The 2012 season is almost over, and the Boston Red Sox are the biggest disappointment in all of baseball.
However, there are reasons to look forward to 2013.
Entering the year, the Red Sox farm system was mediocre, but by trading away several big name players, the Red Sox have replenished the farm.
Here are seven minor league stars that could make an impact in Boston next year.
Jose Iglesias, SS
While Jose Iglesias has more than struggled at the plate since being called up in August, he is still a special talent.
The two hits and .057 batting average he has through 15 games will improve. Even though Iglesias will never be known as an offensive threat, he is an exceptional defender at shortstop
Though I have my reservations regarding Iglesias’ ceiling, he is still only 22 years old and has room to improve as a hitter.
Bryce Brentz, OF
Bryce Brentz is a power-hitting outfielder who resembles current Red Sox right fielder, Cody Ross.

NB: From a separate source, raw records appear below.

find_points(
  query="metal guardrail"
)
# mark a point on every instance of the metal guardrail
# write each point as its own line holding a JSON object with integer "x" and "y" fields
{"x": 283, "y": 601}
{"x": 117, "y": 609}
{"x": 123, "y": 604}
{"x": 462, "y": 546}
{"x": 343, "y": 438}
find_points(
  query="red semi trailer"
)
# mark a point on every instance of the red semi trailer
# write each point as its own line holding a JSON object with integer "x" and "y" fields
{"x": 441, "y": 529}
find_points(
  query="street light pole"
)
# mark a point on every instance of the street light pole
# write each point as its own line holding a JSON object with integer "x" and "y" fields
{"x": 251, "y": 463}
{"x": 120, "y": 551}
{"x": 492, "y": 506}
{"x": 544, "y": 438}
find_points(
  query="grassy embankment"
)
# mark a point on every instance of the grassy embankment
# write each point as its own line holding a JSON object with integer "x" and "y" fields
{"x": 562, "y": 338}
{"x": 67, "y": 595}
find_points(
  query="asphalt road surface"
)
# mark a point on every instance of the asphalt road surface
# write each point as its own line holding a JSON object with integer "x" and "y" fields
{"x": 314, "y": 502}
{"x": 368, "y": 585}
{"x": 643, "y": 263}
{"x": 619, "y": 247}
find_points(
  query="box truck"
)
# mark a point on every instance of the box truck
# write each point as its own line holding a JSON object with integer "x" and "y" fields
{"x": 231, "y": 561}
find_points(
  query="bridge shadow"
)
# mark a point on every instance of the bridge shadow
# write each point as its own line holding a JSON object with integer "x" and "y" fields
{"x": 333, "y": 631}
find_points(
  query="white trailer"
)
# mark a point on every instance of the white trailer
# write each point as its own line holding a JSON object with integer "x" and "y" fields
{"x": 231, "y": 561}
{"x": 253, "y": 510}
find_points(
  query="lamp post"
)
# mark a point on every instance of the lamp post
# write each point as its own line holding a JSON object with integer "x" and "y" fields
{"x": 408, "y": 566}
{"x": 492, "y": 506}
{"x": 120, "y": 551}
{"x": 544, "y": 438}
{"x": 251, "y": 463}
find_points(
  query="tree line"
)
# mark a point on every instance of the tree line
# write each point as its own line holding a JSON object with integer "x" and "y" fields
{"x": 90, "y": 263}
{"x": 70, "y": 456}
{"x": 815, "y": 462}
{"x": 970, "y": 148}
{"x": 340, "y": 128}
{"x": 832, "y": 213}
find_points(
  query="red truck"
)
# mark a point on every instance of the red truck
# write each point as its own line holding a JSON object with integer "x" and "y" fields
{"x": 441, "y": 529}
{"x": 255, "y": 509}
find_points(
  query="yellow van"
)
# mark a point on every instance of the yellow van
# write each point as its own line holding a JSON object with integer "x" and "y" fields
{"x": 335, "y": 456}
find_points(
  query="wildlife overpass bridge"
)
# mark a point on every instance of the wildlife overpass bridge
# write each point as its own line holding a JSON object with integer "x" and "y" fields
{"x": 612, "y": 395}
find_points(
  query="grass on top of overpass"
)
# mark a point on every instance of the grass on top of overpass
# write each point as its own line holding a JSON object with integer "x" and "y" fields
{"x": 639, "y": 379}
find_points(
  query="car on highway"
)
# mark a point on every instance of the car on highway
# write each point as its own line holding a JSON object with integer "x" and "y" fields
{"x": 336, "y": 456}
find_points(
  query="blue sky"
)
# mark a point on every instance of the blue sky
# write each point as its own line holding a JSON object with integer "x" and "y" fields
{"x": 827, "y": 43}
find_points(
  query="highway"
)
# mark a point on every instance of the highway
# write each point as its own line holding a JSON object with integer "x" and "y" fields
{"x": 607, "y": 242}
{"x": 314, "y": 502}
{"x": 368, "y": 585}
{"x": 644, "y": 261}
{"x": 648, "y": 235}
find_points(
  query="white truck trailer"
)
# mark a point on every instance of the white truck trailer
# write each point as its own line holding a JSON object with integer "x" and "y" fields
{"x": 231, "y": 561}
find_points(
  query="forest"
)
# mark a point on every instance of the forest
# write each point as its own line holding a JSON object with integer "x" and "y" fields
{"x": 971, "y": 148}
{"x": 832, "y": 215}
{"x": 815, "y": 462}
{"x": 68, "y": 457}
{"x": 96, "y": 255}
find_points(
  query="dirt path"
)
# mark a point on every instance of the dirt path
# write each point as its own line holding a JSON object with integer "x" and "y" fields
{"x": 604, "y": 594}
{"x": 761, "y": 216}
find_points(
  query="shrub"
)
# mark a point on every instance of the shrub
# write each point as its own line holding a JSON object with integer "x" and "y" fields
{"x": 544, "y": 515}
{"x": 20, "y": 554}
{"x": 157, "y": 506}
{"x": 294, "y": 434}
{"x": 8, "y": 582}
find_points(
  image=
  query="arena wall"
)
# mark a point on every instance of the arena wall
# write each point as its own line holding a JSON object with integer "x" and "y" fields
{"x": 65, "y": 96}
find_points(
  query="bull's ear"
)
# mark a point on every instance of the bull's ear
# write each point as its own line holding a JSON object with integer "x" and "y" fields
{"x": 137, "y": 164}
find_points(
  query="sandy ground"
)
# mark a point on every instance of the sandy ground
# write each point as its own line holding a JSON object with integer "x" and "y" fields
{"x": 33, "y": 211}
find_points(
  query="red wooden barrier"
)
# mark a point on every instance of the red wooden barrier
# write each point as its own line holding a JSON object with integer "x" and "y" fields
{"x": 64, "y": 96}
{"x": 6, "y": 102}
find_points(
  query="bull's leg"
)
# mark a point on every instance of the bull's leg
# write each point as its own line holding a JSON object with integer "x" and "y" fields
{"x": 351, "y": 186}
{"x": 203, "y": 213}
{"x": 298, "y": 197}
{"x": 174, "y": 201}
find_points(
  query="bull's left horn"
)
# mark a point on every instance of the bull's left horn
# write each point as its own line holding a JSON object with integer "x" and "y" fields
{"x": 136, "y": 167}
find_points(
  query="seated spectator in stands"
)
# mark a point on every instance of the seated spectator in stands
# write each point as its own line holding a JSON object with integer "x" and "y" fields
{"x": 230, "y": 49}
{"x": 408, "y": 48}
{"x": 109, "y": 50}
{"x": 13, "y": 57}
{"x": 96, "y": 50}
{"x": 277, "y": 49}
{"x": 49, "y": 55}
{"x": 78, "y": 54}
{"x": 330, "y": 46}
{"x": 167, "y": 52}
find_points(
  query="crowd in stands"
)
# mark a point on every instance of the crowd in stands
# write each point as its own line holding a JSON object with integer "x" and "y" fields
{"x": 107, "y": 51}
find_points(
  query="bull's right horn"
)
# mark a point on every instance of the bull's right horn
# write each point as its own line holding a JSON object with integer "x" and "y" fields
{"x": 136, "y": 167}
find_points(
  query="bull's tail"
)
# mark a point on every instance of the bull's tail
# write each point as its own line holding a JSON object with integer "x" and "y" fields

Brentz is an average defensive outfielder who could serve well in the shallow left field at Fenway Park.
The 23-year-old’s swing is similar to Ross’ and should translate well in the majors.
If Brentz can continue to develop his plate discipline and stay healthy, there is an outside chance that he could become the everyday left fielder for Boston by the end of the 2013 season.
Matt Barnes, SP
After completing his first season of minor league baseball, Matt Barnes has solidified himself as one of the Red Sox prized pitching prospects.
The 6’4” righty showed that he has strikeout stuff to go along with above average command.
Though he only played in A-ball, don’t be surprised to see Barnes called up when rosters expand next September.
If he continues his rise through the system, Barnes could provide a spot start or bolster the bullpen if needed.
Jackie Bradley Jr., OF
While some compare Jackie Bradley Jr. to current Red Sox outfielder Jacoby Ellsbury, fans should wait before they get too excited.
Bradley Jr. is a great defensive outfielder, but he does not have the same elite speed that Ellsbury possesses and that is a major difference.
So far Bradley Jr. has done well in A-ball, but like Ellsbury he lacks power and size. Without the elite speed , the 22-year-old will need to improve his plate discipline if he is going to be an impact player at the big league level.
Alex Wilson, RP
After being a starter for most of his minor league career, Alex Wilson moved to the bullpen in 2012 and didn’t skip a beat.
The 25-year-old righty was a strikeout machine in Pawtucket recording 78 strikeouts in just 72.2 innings.
Between the combination of success and the fact that he is Rule-5 eligible next season, expect Wilson to fight for a role in the 2013 bullpen.
Allen Webster, SP
One of the players acquired in the trade with the Dodgers, Allen Webster will remind people of Derek Lowe.
The hard-throwing sinker-baller has a chance at starting next season depending on his offseason progress and what Ben Cherington does with the rotation in the offseason.
While I don’t expect Webster to start at the beginning of the season, if he transitions well to AAA, he could be called up if the team makes a trade or someone gets hurt.
Rubby De La Rosa, SP
The prize of the Dodgers trade was Rubby De La Rosa. The 23-year-old Dominican pitcher is the player-to-be-named-later, so even though he isn’t officially a Red Sox yet, he will be soon.
De La Rosa is an elite talent, something the Red Sox desperately needed. He can step in and start in 2013 and has proven that he has the stuff needed to be atop the rotation starter in the big leagues.
The flame-throwing-righty has a fastball that sits in the mid-90s and can amp it up to 99. Along with the dominating fastball, he has decent control over his curveball, slider and changeup.
In 2011, De La Rosa impressed with 60 strikeouts in 60.2 innings to go along with a 3.71 ERA.
If De La Rosa can work on his command, he could become the ace of the Red Sox pitching staff and be the player they have missed since Pedro Martinez left.